February 1, 1818 was a milestone in the history of Russian culture, marking the release of the first eight volumes of Nikolai Karamzin’s History of the Russian State. Releasing eight volumes at once was what might today be called “an astute marketing move.” Anticipation had been building for several years as the Russian reading public eagerly awaited the writer, poet, and historian’s magnum opus. The eight volumes – covering Russia’s history from Rurik to Ivan the Terrible – was a cultural bombshell.
This was the first history of Russia read by a broad readership, not just historians. An engaging narrative and accessible language, uncluttered by scholarly references, served to make Karamzin’s History both readable and entertaining. As the poet Alexander Pushkin described it, “everyone, even high-society ladies, rushed to read the history of their fatherland, which they had not previously known.”
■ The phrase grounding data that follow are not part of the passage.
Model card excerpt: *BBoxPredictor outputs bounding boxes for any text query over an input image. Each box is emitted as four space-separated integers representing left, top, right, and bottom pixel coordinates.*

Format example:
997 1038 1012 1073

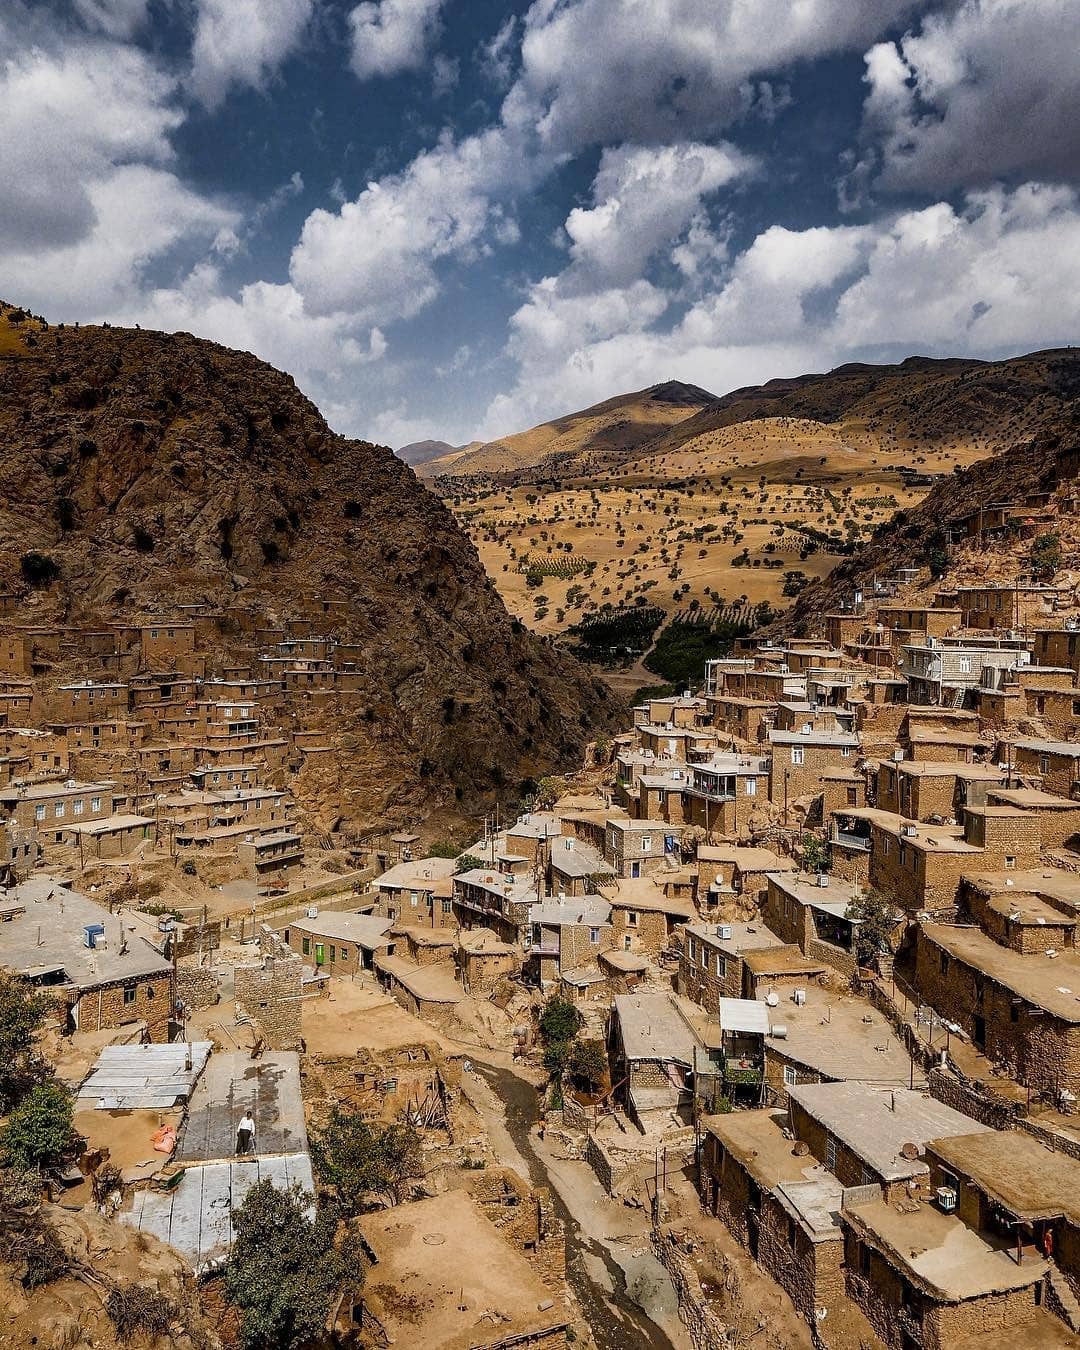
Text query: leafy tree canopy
310 1111 421 1213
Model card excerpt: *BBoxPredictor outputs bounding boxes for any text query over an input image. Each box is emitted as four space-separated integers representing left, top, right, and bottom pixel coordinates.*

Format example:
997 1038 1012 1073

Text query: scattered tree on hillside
310 1110 421 1213
0 973 56 1113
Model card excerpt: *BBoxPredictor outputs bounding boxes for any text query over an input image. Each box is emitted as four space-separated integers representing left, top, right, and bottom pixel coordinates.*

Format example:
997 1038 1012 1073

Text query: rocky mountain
418 380 718 479
779 408 1080 635
397 438 471 468
0 304 622 830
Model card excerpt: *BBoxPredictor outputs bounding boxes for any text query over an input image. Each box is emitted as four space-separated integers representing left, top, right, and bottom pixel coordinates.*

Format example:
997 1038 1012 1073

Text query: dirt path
463 1058 692 1350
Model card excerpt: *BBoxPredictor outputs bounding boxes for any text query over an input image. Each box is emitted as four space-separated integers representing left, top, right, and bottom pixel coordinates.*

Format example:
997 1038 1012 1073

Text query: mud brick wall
700 1134 754 1248
926 1287 1039 1349
609 906 670 955
926 1066 1018 1130
650 1228 730 1350
914 927 1080 1095
234 952 303 1050
678 945 743 1012
757 1193 844 1321
73 972 173 1041
177 964 219 1010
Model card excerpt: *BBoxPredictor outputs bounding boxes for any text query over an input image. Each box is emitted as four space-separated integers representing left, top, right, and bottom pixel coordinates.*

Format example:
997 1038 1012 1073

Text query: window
328 946 336 962
73 799 84 816
787 1216 797 1248
959 655 972 674
410 890 419 907
624 935 632 950
54 802 65 818
1005 855 1016 870
825 1132 838 1171
1010 1002 1020 1023
123 984 136 1005
150 629 158 639
745 777 757 797
791 747 804 765
882 834 890 855
1040 755 1051 775
91 796 102 812
841 745 851 757
34 804 45 822
939 951 949 975
442 899 452 915
716 954 726 978
641 836 651 853
302 937 310 955
783 1065 798 1087
847 787 858 806
627 911 639 927
589 927 600 944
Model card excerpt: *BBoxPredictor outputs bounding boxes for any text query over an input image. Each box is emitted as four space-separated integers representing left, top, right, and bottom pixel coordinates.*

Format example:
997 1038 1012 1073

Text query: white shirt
239 1115 255 1135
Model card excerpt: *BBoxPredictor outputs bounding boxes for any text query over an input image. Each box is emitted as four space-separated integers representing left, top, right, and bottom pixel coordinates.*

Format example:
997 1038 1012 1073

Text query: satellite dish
899 1142 921 1161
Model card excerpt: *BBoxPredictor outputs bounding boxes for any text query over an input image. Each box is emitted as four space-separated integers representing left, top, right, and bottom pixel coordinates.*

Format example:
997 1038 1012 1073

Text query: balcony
833 830 870 852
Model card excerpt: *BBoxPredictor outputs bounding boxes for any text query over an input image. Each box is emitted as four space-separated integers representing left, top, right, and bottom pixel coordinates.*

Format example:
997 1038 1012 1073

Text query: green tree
568 1039 607 1092
1030 532 1062 581
846 889 898 969
0 1082 77 1172
0 973 56 1113
455 853 485 873
310 1110 421 1213
801 833 827 873
225 1181 354 1350
539 996 582 1046
426 840 460 859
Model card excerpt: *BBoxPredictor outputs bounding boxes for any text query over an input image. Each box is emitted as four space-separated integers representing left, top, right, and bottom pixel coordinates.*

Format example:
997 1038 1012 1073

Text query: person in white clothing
236 1112 255 1155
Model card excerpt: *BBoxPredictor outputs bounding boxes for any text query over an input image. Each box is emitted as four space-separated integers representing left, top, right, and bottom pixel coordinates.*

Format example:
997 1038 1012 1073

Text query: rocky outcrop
0 305 623 829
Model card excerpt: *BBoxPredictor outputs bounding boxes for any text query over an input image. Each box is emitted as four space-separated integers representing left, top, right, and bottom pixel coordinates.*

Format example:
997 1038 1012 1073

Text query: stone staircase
1047 1268 1080 1332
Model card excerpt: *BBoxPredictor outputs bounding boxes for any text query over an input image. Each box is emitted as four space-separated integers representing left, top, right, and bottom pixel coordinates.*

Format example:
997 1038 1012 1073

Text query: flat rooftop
289 910 393 948
767 988 914 1085
927 1130 1080 1223
702 1108 832 1191
789 1082 990 1182
0 876 171 988
921 922 1080 1022
614 992 701 1063
843 1197 1045 1301
359 1191 568 1349
176 1051 308 1163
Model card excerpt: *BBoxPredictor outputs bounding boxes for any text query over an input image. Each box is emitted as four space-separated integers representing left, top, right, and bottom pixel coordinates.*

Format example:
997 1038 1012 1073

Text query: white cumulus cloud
348 0 444 81
190 0 314 110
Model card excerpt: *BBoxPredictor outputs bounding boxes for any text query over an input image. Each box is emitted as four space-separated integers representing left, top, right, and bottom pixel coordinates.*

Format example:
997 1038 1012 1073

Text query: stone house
698 1109 846 1328
237 828 304 882
0 876 174 1040
767 730 860 809
763 872 864 977
875 759 1005 822
608 991 702 1132
372 856 458 927
601 876 695 956
1008 737 1080 797
282 911 394 975
913 922 1080 1097
694 844 795 915
840 1193 1049 1350
678 921 785 1011
528 896 610 987
457 928 520 993
786 1081 991 1203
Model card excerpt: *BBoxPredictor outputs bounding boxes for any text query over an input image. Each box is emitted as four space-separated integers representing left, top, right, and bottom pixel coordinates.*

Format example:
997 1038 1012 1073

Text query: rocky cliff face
0 306 622 830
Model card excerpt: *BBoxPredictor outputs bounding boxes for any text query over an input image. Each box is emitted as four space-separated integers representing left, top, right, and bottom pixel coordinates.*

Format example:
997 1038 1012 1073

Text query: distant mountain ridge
417 380 719 479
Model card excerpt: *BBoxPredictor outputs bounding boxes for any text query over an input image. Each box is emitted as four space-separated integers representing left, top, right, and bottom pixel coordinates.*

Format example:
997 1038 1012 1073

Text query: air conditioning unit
901 824 917 837
716 924 733 941
306 907 318 919
817 873 830 888
936 1187 957 1213
893 749 904 762
792 988 807 1006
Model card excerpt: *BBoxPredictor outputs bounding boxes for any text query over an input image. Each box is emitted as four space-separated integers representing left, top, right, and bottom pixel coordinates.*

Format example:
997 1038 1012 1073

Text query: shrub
427 840 460 859
310 1111 421 1213
846 889 898 969
539 996 582 1046
20 553 60 588
105 1284 175 1340
132 526 155 553
568 1039 606 1092
343 500 362 519
455 853 485 873
0 973 57 1113
0 1082 77 1172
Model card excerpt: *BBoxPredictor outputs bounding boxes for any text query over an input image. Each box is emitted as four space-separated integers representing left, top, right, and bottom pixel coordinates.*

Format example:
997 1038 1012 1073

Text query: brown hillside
420 380 717 479
0 305 622 830
779 413 1080 634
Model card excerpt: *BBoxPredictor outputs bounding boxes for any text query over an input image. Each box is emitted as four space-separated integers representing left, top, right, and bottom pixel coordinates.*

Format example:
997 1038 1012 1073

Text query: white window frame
791 747 804 766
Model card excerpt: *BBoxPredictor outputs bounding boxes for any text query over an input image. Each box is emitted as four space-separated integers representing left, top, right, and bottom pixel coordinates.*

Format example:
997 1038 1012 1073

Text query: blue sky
2 0 1078 448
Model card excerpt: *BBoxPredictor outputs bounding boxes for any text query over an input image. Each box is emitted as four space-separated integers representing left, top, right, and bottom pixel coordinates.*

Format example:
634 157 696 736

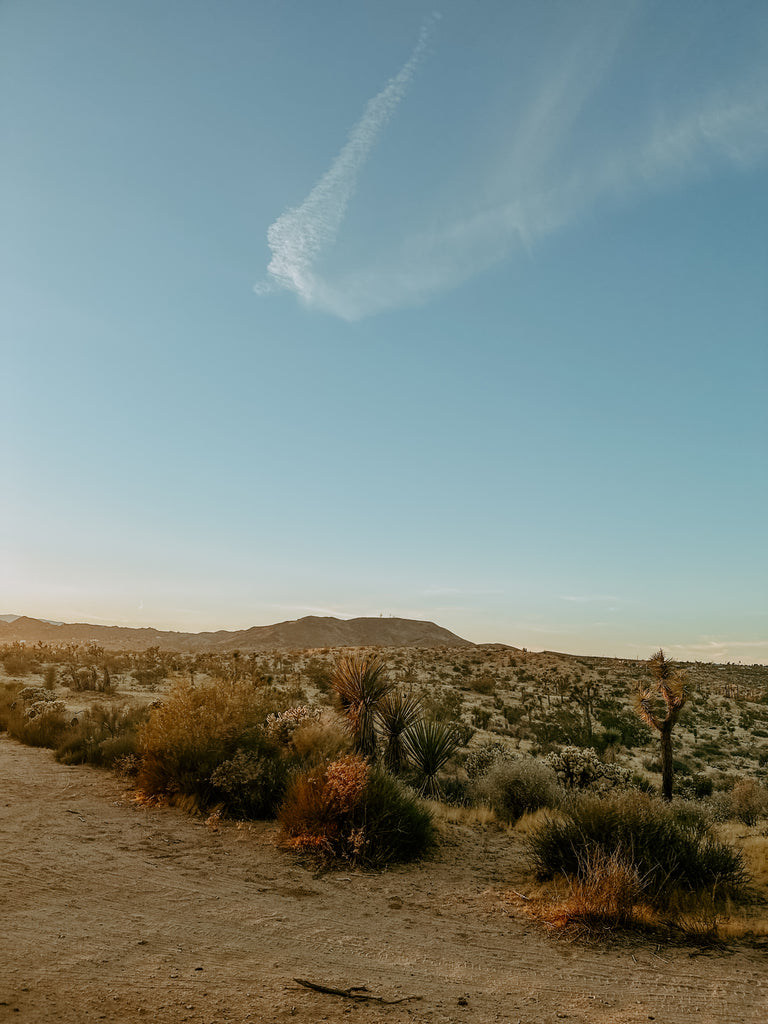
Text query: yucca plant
403 718 458 798
332 654 394 758
377 689 422 773
634 649 688 801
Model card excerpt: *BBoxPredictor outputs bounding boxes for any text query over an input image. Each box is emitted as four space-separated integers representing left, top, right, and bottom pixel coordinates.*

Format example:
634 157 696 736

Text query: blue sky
2 0 767 662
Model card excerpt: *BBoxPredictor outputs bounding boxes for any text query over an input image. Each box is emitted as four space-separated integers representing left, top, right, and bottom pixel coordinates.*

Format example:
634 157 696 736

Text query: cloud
256 8 768 320
255 15 437 310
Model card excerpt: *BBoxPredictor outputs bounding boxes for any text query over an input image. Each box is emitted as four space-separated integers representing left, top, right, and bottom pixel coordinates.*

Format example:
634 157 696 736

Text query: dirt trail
1 735 766 1024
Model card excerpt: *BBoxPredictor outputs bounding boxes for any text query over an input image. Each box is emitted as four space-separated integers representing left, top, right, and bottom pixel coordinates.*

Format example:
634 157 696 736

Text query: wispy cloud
256 9 768 320
255 15 437 310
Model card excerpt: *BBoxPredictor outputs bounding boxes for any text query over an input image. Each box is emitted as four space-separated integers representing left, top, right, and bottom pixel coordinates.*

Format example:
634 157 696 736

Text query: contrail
255 16 436 307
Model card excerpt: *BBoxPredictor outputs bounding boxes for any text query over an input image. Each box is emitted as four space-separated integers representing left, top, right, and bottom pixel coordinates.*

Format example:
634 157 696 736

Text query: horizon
3 2 767 667
1 610 766 667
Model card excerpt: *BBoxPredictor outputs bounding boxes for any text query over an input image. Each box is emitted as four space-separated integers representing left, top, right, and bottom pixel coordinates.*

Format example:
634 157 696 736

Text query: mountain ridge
0 614 475 652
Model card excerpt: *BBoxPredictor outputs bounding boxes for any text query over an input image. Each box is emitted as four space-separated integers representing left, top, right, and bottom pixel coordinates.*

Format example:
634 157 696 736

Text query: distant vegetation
2 638 768 936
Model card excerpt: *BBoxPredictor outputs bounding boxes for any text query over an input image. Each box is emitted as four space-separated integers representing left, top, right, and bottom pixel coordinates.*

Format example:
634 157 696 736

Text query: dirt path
1 735 766 1024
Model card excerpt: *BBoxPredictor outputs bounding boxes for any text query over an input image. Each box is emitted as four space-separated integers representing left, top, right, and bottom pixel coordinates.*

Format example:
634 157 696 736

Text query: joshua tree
332 653 394 758
634 649 688 801
376 689 422 773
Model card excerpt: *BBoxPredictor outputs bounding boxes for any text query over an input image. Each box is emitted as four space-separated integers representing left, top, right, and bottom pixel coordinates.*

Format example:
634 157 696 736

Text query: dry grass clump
549 848 645 931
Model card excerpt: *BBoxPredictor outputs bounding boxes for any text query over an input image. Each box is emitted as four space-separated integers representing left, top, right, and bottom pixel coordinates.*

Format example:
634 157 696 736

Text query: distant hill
0 614 63 625
0 614 474 652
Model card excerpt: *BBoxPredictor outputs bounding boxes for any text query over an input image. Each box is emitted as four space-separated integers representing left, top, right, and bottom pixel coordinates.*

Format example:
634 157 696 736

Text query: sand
2 734 767 1024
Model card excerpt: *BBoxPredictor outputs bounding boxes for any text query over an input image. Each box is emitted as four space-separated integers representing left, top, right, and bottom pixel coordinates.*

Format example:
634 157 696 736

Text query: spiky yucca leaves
377 689 422 773
403 718 458 798
332 654 395 758
634 649 689 801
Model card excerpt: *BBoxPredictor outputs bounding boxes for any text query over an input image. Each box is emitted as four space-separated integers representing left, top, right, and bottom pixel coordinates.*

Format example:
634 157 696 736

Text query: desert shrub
2 655 30 677
418 687 464 724
452 721 476 747
470 673 496 695
527 790 748 905
288 709 351 765
465 740 514 781
475 757 561 824
279 755 434 866
303 657 333 693
544 746 631 790
678 772 714 800
265 705 321 744
437 774 474 806
0 682 23 730
530 709 590 749
3 685 69 748
355 770 436 865
279 754 370 857
54 704 149 767
729 779 768 826
596 708 651 750
471 707 492 729
209 743 290 818
137 679 277 807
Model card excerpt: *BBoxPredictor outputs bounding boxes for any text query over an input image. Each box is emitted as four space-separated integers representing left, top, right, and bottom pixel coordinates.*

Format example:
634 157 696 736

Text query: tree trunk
660 721 674 801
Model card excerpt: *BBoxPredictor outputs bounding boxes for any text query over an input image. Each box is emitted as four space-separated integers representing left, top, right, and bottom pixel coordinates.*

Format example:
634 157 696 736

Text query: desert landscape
2 617 768 1023
7 4 766 1022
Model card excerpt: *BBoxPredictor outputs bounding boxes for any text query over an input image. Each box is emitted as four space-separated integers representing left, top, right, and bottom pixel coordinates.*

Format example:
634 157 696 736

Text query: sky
2 0 767 663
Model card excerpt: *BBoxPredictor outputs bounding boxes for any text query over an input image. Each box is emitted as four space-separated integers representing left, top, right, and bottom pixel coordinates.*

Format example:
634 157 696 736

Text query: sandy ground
2 735 767 1024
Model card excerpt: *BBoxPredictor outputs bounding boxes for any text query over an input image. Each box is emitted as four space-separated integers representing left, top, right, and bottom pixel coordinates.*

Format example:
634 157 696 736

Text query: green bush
475 757 561 823
357 770 436 866
209 741 291 819
527 790 748 905
596 708 651 749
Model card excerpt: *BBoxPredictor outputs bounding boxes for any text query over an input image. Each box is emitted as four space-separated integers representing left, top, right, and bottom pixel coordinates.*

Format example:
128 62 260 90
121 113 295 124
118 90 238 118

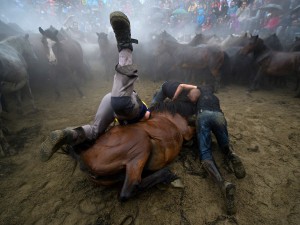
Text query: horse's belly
265 61 296 75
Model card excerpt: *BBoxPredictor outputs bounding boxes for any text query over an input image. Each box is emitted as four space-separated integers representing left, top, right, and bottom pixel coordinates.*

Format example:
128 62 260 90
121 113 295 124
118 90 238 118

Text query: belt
198 109 221 113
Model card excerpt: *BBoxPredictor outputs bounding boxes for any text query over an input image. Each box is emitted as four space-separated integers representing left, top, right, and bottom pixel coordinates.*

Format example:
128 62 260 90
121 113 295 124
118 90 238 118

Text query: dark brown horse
39 26 86 98
240 35 300 97
60 101 196 201
289 37 300 52
155 31 230 91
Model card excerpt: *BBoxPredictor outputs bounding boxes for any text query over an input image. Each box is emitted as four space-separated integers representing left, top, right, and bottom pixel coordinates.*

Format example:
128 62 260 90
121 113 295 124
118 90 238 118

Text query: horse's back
0 43 27 81
266 51 300 75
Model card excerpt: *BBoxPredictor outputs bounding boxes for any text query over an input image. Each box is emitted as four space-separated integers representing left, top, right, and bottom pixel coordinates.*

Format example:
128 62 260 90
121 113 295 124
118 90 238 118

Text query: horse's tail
220 51 232 86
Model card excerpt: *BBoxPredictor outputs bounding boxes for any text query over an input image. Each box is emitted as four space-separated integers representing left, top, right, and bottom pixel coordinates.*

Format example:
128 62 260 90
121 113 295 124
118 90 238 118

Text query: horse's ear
244 32 247 37
24 33 29 40
39 27 45 35
254 35 259 41
54 30 58 37
96 32 100 37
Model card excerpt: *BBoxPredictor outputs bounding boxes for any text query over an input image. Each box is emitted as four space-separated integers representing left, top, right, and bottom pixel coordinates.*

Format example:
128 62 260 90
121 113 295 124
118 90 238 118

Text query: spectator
236 1 251 32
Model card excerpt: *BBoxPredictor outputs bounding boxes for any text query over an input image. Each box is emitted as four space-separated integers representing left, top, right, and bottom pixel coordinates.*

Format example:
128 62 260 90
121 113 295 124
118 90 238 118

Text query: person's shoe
110 11 138 51
40 129 74 162
223 181 236 215
229 154 246 179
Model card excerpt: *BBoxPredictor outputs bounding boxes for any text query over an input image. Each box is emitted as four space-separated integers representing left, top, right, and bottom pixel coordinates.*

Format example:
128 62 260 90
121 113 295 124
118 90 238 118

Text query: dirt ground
0 67 299 225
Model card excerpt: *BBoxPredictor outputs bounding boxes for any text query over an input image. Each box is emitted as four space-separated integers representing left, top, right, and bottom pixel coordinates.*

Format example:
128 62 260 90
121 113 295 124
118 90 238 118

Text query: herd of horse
1 18 300 201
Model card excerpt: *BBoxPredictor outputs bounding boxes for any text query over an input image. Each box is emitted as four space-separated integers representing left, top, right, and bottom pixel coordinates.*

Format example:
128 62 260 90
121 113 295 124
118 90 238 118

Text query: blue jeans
196 110 229 161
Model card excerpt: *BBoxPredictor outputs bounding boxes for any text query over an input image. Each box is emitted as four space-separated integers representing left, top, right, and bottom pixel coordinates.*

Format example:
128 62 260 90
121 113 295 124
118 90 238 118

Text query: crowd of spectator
0 0 299 40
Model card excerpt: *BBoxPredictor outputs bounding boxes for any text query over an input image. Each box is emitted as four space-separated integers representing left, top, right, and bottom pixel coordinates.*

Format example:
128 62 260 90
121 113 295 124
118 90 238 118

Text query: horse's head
96 32 108 46
154 30 178 55
39 26 59 65
264 33 283 51
189 33 204 46
240 35 263 55
22 34 37 60
39 26 59 42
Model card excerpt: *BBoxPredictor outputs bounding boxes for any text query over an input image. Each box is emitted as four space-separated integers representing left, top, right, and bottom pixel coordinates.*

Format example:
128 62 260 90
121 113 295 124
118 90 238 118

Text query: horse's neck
189 36 202 46
161 113 194 141
99 39 110 49
165 41 184 56
253 43 270 60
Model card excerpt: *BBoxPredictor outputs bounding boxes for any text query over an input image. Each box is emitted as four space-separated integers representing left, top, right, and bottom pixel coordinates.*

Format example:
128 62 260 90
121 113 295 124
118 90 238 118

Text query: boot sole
110 11 130 30
232 156 246 179
225 183 236 215
40 130 65 162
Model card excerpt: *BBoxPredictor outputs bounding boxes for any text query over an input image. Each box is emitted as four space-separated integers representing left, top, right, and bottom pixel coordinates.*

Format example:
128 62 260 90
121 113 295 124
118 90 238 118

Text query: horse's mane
149 100 196 117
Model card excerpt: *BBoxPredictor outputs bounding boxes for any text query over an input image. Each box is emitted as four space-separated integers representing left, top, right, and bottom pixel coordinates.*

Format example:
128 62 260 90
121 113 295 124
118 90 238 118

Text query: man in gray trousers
40 11 151 162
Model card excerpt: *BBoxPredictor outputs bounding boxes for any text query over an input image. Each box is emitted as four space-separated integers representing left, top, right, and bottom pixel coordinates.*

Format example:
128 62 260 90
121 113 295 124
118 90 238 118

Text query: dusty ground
0 68 299 225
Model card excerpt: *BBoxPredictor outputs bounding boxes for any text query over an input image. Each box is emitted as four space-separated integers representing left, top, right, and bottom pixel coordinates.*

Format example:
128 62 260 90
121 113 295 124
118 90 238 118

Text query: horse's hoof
171 179 184 189
119 195 129 202
246 91 252 97
7 147 17 156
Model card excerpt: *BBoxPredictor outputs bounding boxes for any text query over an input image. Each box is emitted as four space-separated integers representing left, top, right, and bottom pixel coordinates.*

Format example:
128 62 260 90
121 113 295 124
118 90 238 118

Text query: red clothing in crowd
264 16 280 30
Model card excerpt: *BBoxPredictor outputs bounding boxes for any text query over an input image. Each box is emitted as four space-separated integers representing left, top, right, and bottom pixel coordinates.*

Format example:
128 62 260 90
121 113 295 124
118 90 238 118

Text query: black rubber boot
202 159 236 215
40 127 86 162
110 11 138 52
223 145 246 179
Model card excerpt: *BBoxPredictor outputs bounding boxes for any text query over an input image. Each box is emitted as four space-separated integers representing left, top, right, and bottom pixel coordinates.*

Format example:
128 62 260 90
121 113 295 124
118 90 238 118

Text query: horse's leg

But at the same time, History of the Russian State triggered heated debate. To get a sense of the author’s viewpoint, one need have looked no further than the dedication to Alexander I, which concluded with the words: “The history of the people belongs to the tsar.” For Karamzin, autocracy was Russia’s natural form of government, a logical outcome of the country’s history, an early part of which, in Karamzin’s narrative, involved the inhabitants of ancient Rus asking the Varangians to rule over them and establish order. In other words, Russians had no desire for autonomy.